In three days, I’ll know if I have to.
Chapter 41 Quotes
“See, he says, “this is why the old way didn’t work. There’s always something. Always some sick kid or a school play or menstrual camps or maternity leave. Always a problem.”
I open my mouth, but not to speak. It just falls open in disbelief.
Morgan hasn’t finished. He picks up a pen and jabs the air with it. “You need to get it in your head, Jean. You women aren’t dependable. The system doesn’t work the way it was. Take the fifties. Everything was fine. Everyone had a nice house and a car in the garage and food on the table. And things still ran smoothly! We didn’t need women in the workforce. You’ll see, once you get over all this anger. You’ll see it’s going to be better. Better for your kids.”
Chapter 50 Quotes
“Someone should shut that woman up,” Olivia says. “Permanently.”
Oh, Olivia, I think, what the hell did you expect?
When I first started experiments with lab animals, I had one golden rule: don’t name them. In other words, don’t think of them as pets; don’t think of them as anything other than a way to get from point A to point B. Think of them as test tubes or Petri dishes or microscope slides, nothing more than innate vehicles to fill and observe. While I hold each tiny mouse for Lorenzo to inject with a potion that will either cure it or kill it, all I can think of is the names I’ve given them:
Jackie. Lin. Jean.
Chapter 53 Quotes
I click open the Honda, climb in, and think about what I would pray for—a boy or a girl. Stay or leave. Watch Sonia taken away from me, or, in a marginally more pleasant scenario, watch while some uniformed male nurse, following orders, injects her with a concoction that will take all her words away, forever. I don’t think I could stand it either way.

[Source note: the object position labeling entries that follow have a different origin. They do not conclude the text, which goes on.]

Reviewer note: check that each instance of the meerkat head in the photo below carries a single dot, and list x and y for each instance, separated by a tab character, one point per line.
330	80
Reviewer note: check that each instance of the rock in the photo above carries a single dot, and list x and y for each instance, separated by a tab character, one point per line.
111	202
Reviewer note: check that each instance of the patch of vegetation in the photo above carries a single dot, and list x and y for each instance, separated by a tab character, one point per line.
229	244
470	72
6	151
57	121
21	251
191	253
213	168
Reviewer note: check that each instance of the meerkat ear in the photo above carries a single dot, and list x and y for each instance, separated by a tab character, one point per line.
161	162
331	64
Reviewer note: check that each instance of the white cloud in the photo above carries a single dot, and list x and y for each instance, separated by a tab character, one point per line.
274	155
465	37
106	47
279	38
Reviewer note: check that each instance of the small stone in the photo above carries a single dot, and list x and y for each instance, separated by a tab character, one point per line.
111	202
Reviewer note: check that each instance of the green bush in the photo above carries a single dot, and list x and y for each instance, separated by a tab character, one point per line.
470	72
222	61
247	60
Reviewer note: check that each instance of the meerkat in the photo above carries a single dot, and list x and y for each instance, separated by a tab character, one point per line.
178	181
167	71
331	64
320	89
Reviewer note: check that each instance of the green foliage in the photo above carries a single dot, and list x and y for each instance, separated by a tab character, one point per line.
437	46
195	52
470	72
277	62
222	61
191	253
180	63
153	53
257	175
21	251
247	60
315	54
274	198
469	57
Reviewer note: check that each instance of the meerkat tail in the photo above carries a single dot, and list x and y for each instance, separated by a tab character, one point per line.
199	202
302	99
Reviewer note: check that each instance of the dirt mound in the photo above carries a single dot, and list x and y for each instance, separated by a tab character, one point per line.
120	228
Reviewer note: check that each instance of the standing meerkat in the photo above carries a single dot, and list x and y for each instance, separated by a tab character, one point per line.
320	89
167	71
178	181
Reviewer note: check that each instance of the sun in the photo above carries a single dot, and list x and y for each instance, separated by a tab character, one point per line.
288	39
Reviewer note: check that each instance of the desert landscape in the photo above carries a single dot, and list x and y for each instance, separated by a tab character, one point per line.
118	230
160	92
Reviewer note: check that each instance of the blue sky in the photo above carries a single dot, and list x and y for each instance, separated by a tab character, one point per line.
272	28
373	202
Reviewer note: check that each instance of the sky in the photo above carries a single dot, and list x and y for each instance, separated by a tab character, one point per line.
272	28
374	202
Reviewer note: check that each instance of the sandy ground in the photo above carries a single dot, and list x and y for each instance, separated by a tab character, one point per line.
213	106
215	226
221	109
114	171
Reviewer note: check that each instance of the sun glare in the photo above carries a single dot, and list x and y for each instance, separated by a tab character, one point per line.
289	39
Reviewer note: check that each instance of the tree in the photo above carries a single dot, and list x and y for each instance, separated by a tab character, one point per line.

I pray to a god I don’t believe in for a girl, so I don’t have to witness any of this. And I pray to that same god for a boy, so I never have to leave my Sonia.
Chapter 65 Quotes
“What the hell did you do that for?” he says.
I open my eyes and see the soldier, gun hand still trembling after what might have been his first kill, looking from me to Lorenzo to Morgan to the dead number 412 in the cage above me. Before he can answer, Morgan opens his mouth again.
“That’s just terrific. Just great. You idiot. I should put you in one of these cages, except you don’t have enough of a brain for me to work with. Do you know how much these animals cost?”
“Apparently more than I do, Morgan,” I say.
Chapter 77 Quotes
Patrick is number thirteen. The Judas Iscariot of the Oval Office. As I lie here in bed, numbed by the spin of the ceiling fan, these religious coincidences strike me as funny. Water, wine, thirteen men. Reverend Carl and his insanity.